Our marketing audience, Current and prospective customers and other business contacts with whom we share your Kohler bio, which may be shared on our website or in other publicly available marketing materials and communications as part of our marketing activities.

Customers and business partners. Customers, other companies and individuals with whom Kohler does business or is exploring a business relationship.

Parties involved in corporate transactions. We may disclose personal data in the context of actual or prospective business transactions (e.g., investments in Kohler, financing of Kohler, or the sale, transfer or merger of all or part of our business, assets or shares), for example, we may need to share certain personal data with prospective counterparties and their advisers. We may also disclose your personal data to an acquirer, successor, or assignee of Kohler as part of any merger, acquisition, sale of assets, or similar transaction, and/or in the event of an insolvency, bankruptcy, or receivership in which personal data is transferred to one or more third parties as one of our business assets. Please note, we would always look to take steps to minimise the amount and sensitivity of any personal data shared in these contexts where possible and appropriate.

Compliance and protection related sharing. We may need to or may have a legitimate interest in, sharing your personal data with entities that regulate or have jurisdiction over us (such as regulatory authorities, public bodies and judicial bodies). We may also share your personal data in the context of protecting our, your or others' rights, privacy, safety or property (including by establishing, making and defending legal claims).

Future employers and their vendors. Future employers and their vendors where you ask that we provide references or where we are otherwise required to provide such references by law.
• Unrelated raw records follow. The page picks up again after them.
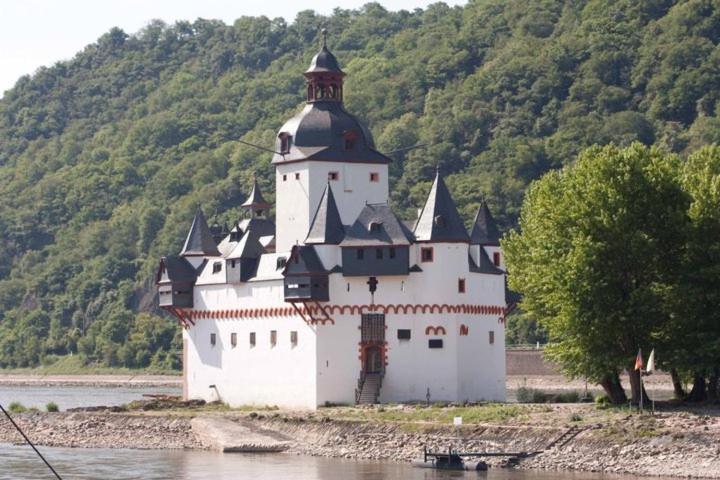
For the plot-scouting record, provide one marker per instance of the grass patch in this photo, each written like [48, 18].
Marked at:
[533, 395]
[77, 365]
[491, 412]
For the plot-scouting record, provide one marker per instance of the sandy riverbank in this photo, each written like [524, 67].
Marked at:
[674, 443]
Other third parties where requested. We may disclose personal data to other third parties who provide additional services to you (e.g. your mortgage provider) where you ask us to do so.
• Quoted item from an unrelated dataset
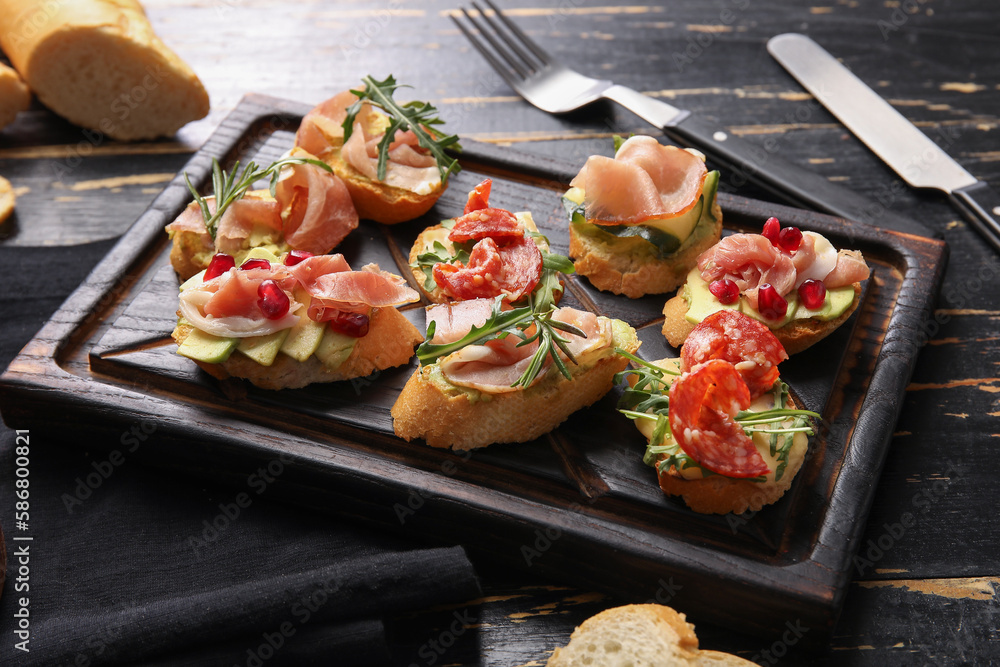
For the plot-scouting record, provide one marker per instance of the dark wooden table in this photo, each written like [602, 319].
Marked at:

How we keep your personal data secure

We have put in place security measures designed to prevent your personal data from being accidentally lost, used or accessed in an unauthorised way, altered or disclosed.

How long we store your personal data

Kohler’s retention periods for personal data are based on business needs and legal requirements. We retain personal data for as long as is necessary for the processing purpose(s) for which it was collected, as set out in this Privacy Notice, and any other permissible, related purposes. For example, we may retain certain information to comply with regulatory requirements regarding the retention of such data, or in the event a litigation hold is imposed.

When personal data is no longer needed, we either irreversibly anonymise the data (and we may further retain and use the anonymised information) or securely destroy the personal data.

No automated decisions

Kohler does not envisage that you will be subject to decisions or profiling that will have a significant impact on you based solely on automated decision-making.